We repeated the optomotor test before and after pairing a horizontally or vertically drifting grating with a preceding flash stimulus. The same protocol and time course that were used in Fig. 2B were adopted, except that the stimuli were presented binocularly during the pairing, and the spatial frequency was the same as in the optomotor tests (see Methods). After stimulus pairing, the tracking rate for the paired direction was significantly decreased (Fig. 7C, horizontal: P = 7.1 × 10–3, t11 = 3.3, n = 12 mice; vertical: P = 0.82, t5 = 0.24, paired t test, n = 6 mice). This effect was detected both 20 min and 3 h after stimulus pairing, and the tracking rate recovered to the baseline level by 24 h after stimulus pairing (Fig. 7D, before vs. 20 min after: P = 7.1 × 10–3, t11 = 3.3, n = 12 mice; before vs. 3 h after: P = 7.7 × 10–3, t10 = 3.3, n = 11 mice; and before vs. 1 d after: P = 0.30, t8 = 1.1, n = 9 mice, paired t test). As in the case of LTD-like suppression of neuronal activity, the behavioral effect of flash stimulus pairing was dependent on NMDARs; local AP5 application to V1 at 15 min before stimulus pairing prevented the flash stimulus–induced reduction in the tracking rate (Fig. 7D, 20 min vs. AP5: P = 0.029, t22 = 2.3, n = 12 mice each, Student’s t test).

Discussion

We discovered that the flashing light stimuli induced LTD-like attenuations in neuronal and behavioral responses to visual stimuli that had been paired with flashing stimuli, although we do not present a direct causal effect for the flash-induced late responses. This flash stimulus–induced plasticity was prevented by local injection of an NMDAR antagonist into the V1. Therefore, this plasticity occurred within the V1 network, which includes local intra-V1 connections and cortical afferents to the V1. Our findings do not necessarily exclude the possibility that plasticity also occurred in extra-V1 areas, such as anterior parts of the neocortex and the superior colliculus (Liang et al., 2015).

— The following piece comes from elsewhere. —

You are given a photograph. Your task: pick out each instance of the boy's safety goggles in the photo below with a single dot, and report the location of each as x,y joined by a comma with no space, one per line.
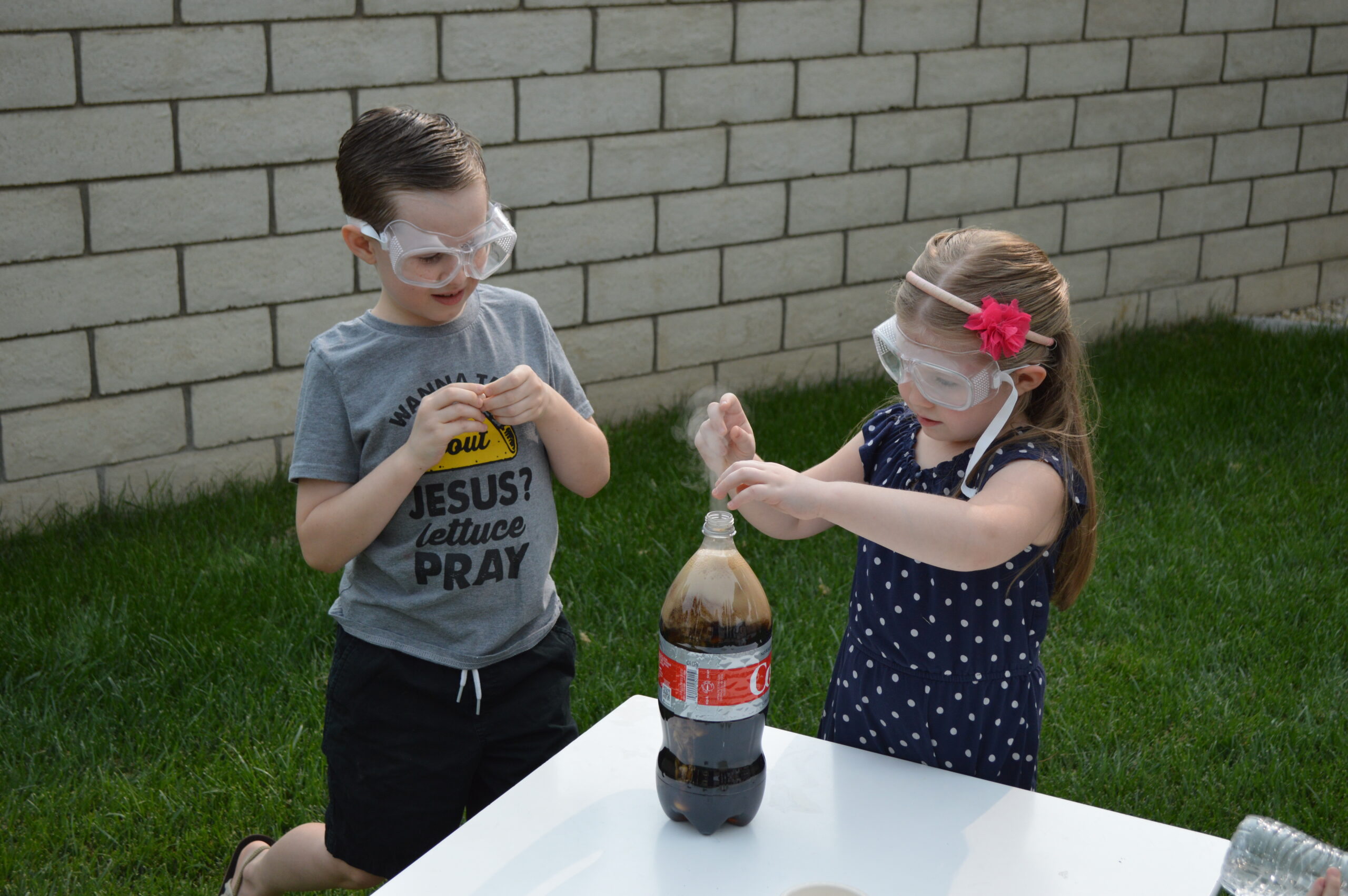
429,259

Although the optomotor test we used here has previously been associated with subcortical structures, a study has suggested that cortical ablation leads to a slight reduction in the score shortly after a treatment (on the next day of cortical aspiration; Douglas et al., 2005). By virtue of a relatively immediate test after V1 ablation (3 h after TTX application), the present study confirmed that optomotor behaviors rely largely on V1 cortical activity. This result, together with previous studies, seems to show that subcortical compensation appears to develop gradually after V1 ablation.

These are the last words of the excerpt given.